Mesa Verde was established by Teddy Roosevelt and the US Congress in 1906. It is the largest archaeological preserve in the United States and is known for one of the largest cliff dwellings in North America. The inhabitants of these dwellings came from the 4 corners region around AD550 and lived here for 700 years.
The park opened for the season just a few days ago, and the advantage to that is an almost empty campground and not many people on the trails. The campground is very nice, and the facilities are exceptional for a National Park (meaning there is running water in the toilet at the campground, and there are showers and even a laundromat at the visitor center).



Spectacular, right?
We did the Petroglyph Point hike-it’s about 2.5 miles but took 3 hours due to a few challenging rock scrambles and many stops for photographs and exaltation.

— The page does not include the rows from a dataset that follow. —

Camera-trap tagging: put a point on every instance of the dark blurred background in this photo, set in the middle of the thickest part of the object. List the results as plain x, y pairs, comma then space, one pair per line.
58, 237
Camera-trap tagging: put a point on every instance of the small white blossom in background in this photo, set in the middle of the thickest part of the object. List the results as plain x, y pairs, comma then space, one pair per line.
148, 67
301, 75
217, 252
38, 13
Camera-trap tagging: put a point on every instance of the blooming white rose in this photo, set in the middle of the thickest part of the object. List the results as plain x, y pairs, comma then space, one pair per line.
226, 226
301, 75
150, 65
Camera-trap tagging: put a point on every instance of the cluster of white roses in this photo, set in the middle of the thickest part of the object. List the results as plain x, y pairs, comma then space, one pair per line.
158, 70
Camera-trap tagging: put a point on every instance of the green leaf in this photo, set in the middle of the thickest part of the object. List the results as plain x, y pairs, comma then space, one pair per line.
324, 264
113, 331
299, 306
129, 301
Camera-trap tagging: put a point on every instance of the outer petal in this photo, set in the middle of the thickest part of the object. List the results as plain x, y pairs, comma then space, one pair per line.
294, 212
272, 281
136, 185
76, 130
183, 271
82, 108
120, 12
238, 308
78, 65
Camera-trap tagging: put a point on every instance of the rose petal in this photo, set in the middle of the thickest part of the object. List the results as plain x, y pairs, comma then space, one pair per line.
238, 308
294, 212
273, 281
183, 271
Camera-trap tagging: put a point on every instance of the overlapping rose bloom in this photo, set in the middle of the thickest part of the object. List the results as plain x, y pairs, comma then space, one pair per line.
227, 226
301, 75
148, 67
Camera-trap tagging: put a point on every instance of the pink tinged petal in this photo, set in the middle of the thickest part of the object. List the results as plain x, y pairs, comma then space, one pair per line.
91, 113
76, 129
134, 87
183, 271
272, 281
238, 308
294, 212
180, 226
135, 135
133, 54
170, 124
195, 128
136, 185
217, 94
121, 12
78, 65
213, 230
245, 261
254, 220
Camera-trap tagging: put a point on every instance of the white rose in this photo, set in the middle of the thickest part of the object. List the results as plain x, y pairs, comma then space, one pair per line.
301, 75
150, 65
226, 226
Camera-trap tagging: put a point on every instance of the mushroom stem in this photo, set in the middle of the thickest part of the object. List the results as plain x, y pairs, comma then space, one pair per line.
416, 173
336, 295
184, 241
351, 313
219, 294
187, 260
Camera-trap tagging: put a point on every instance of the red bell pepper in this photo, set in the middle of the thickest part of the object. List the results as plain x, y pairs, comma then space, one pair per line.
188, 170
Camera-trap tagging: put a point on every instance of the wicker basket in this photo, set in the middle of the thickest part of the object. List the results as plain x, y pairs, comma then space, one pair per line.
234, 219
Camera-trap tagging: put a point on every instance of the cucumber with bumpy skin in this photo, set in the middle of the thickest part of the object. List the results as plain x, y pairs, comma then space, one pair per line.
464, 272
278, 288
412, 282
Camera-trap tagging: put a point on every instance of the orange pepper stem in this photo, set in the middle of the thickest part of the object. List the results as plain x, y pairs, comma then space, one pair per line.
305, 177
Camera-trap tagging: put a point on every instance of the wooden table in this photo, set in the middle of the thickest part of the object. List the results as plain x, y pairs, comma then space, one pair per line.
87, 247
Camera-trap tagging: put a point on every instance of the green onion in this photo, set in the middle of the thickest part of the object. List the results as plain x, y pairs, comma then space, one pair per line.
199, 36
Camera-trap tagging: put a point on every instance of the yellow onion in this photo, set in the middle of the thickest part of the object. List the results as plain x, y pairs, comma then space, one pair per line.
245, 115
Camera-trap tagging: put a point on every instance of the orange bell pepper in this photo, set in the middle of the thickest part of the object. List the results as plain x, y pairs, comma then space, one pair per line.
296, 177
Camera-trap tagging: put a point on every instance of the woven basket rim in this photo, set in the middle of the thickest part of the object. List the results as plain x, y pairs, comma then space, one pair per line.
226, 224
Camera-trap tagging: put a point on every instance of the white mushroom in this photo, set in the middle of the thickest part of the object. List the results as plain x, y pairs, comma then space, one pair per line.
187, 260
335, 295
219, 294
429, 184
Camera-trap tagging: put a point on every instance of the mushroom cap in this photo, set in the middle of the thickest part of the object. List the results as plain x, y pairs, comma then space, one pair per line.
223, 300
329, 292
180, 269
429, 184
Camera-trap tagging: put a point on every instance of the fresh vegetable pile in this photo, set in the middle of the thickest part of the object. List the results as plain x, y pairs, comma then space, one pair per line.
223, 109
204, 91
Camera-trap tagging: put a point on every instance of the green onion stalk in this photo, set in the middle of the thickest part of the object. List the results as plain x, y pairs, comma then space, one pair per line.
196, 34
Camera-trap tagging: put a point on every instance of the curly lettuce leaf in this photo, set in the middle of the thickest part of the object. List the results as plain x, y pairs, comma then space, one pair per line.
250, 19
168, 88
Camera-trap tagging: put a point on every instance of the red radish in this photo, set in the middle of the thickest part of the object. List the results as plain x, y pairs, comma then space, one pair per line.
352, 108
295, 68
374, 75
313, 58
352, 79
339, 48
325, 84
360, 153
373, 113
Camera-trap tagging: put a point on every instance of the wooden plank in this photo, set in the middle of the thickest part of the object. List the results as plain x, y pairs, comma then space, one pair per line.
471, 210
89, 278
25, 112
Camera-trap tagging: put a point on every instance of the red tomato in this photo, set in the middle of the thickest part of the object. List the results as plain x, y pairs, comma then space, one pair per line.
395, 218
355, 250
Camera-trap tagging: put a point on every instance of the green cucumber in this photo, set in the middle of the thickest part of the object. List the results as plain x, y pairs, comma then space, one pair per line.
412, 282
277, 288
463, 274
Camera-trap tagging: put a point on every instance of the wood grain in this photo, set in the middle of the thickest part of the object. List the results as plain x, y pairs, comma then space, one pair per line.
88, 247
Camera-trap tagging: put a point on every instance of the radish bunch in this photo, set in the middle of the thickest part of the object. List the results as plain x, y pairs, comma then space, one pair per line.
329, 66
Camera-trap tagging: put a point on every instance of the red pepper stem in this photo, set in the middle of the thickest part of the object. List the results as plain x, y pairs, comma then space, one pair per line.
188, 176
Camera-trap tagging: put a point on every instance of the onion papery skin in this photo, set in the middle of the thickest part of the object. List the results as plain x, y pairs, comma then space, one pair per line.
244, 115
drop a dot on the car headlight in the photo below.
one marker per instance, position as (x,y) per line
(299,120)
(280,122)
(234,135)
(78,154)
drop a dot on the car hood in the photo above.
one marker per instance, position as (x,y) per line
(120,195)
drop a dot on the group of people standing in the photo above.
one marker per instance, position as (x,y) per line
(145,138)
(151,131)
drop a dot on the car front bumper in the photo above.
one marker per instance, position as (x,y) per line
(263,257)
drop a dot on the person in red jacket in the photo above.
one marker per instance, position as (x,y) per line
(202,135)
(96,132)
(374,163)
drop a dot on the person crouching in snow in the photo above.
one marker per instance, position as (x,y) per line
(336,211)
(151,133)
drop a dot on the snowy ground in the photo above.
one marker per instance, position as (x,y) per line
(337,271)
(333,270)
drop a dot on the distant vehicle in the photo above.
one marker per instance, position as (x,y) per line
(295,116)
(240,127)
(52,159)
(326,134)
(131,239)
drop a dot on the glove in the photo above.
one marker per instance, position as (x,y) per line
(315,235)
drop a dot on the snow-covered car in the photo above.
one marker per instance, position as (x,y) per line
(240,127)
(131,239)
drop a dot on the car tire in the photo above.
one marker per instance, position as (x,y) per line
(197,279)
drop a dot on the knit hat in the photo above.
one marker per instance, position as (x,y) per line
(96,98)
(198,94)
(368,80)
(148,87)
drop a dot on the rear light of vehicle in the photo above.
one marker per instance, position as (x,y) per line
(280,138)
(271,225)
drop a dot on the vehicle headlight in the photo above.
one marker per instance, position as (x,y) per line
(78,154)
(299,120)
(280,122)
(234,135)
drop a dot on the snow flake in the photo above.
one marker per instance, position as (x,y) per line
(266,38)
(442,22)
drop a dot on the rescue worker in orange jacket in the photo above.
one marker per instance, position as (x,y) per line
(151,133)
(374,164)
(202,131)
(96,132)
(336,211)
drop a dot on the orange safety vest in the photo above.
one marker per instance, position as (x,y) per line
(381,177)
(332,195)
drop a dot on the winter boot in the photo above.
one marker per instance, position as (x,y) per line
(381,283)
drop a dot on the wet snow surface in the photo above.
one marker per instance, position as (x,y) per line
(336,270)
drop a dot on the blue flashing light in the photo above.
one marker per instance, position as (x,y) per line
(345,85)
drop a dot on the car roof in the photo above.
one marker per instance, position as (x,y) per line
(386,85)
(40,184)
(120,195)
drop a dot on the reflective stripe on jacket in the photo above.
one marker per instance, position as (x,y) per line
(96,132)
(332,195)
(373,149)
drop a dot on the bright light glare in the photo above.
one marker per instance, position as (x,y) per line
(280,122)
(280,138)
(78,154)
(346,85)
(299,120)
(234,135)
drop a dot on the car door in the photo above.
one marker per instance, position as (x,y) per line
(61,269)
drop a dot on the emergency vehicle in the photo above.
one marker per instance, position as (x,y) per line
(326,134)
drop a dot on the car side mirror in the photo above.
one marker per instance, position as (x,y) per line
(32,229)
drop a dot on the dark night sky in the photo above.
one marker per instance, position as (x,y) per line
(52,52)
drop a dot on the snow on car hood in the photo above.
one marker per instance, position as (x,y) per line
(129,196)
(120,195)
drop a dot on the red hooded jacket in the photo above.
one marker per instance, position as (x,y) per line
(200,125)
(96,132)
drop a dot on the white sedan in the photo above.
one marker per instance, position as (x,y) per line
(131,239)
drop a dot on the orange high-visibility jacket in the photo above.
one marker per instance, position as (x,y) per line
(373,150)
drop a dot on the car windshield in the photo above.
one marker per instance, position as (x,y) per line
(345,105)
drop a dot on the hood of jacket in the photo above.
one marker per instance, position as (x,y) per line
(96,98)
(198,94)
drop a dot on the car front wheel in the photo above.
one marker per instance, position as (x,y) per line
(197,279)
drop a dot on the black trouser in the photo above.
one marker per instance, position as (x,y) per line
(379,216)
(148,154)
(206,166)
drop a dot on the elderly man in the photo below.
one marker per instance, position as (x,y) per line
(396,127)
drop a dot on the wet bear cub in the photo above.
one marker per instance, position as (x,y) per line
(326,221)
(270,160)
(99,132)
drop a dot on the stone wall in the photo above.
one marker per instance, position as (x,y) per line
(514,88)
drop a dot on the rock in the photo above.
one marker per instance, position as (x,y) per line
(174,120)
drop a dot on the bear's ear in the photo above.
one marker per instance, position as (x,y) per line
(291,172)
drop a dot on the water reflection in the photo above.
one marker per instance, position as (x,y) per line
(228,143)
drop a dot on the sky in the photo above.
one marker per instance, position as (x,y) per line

We met some very nice people on the trail-always a bonus to connect with fellow travelers.








On Wednesday, we hiked the Soda Canyon trail, which is only a mile or so and offers some great views of the dwellings.


We went to the Park’s museum. There is a section dedicated to pieces of pottery and other artifacts that were picked up by tourists over the years and later returned with apology for taking what did not belong to them. These days visitors are instructed to leave any relics they find undisturbed and report their location to a ranger. I appreciate the respect for the culture and history of these people that the Park promotes.

Agriculture, tool making, pottery and art. A remarkable people.



We learned about a brewery in the closest town (population 500?) and decide to check it out. We like to find a comparison to our hometown pub Rollies whenever we can. Excellent beer, outstanding pizza, and local trivia night is what we found. Everyone except us knew each other, and we felt very welcomed. We met someone who grew up in Maine. Andy asked her why she left and she said she didn’t know! If you’re ever in Mancos, Colorado we highly recommend Mancos Brewery.
Even though we didn’t get to climb down to the dwellings, we loved being here and feeling the presence and the power of the people who came before us. Their descendants return to these dwellings to remember and honor their ancestors. They believe that the Spirits from generations past are still with them. It’s a sacred place.
Next up, Canyonlands National Park, Utah!